As so often, well meant is not synonymous with well done. The conflict of objectives of providing end consumers with interesting information on electricity consumption and power guzzlers, of possibly realizing monthly bills based on actual consumption and of wanting to connect controllable loads in a sensitive infrastructure such as the power grid led to today’s rollout chaos. 80% of the market has nothing but higher costs from the smart meter rollout, the other 20% have manageable advantages to comparatively high costs. The good news is it doesn’t have to stay that way.
It is now undisputed that special care is required where consumers can be switched on and off in the electricity grid. Whether the intelligent measuring system, including the procedural requirements in production and logistics, is the right way for this should not be an issue here.
Stone Age technical solutions from a world without smartphones
However, it should be clear that in the age of the Internet of Things there can be better solutions than sending consumers to the basement with a flashlight to find out their electricity consumption three days ago. These solutions already exist on the market. Also from the Lemonbeat.
At the moment, however, the admissibility of these is a matter of preference. As observers, we can only hope that common sense will prevail and that solutions will be accepted in the energy industry that correspond to the state of the art, which has been common in the consumer goods industry for years.

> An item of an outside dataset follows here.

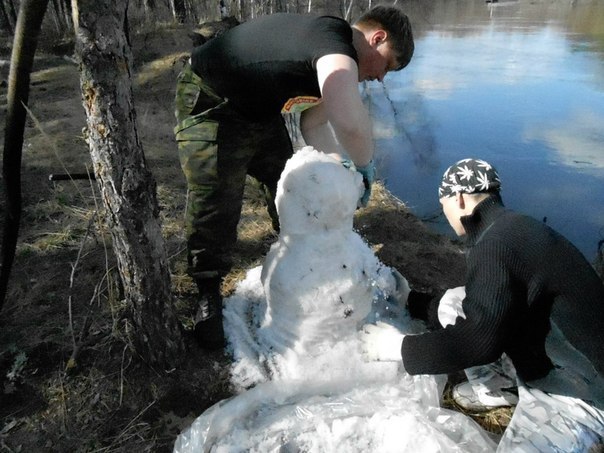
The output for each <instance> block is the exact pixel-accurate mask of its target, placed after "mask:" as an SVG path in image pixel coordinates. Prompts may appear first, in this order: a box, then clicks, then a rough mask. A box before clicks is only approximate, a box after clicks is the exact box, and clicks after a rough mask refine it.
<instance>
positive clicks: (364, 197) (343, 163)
mask: <svg viewBox="0 0 604 453" xmlns="http://www.w3.org/2000/svg"><path fill="white" fill-rule="evenodd" d="M342 165H344V167H346V168H348V169H352V170H356V171H358V172H359V173H360V174H361V175H362V176H363V184H364V185H365V192H364V193H363V196H362V197H361V199H360V200H359V203H360V205H361V206H363V207H364V206H367V203H368V202H369V197H370V196H371V185H372V184H373V181H375V165H374V164H373V160H370V161H369V163H368V164H367V165H365V166H364V167H357V166H355V165H354V163H353V162H352V161H351V160H350V159H343V160H342Z"/></svg>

What is irritating in the discussion, however, is the self-evidentness with which parts of the energy industry and the politics concerned with it act as if technical Stone Age solutions with bureaucratic pitfalls developed over years take place on a different planet than smart phones, smart homes and other digital product offers.
Consumers have long been accustomed to the mobile phone as a central control unit for almost every function in the personal area. And they simply expect to receive important information visualized in an app. All this, by the way, with product innovation cycles of a maximum of two years. It is possible to treat yourself to the luxury of discussing implementation details for years. But then nothing becomes – at least nothing successful. In this respect, industry meetings at which one congratulates oneself on the now really imminent rollout are rather bizarre. The first – including energy suppliers – are now leaving the business in a restless state. And what would happen around the business models of the measuring point operation only if one of the top dogs from the digital economy discovered the topic for himself?
In this sense, my plea to the energy industry is this: don’t just take a long look, but go into the field with really smart meters and performance based on them.
It won’t fail because of technology!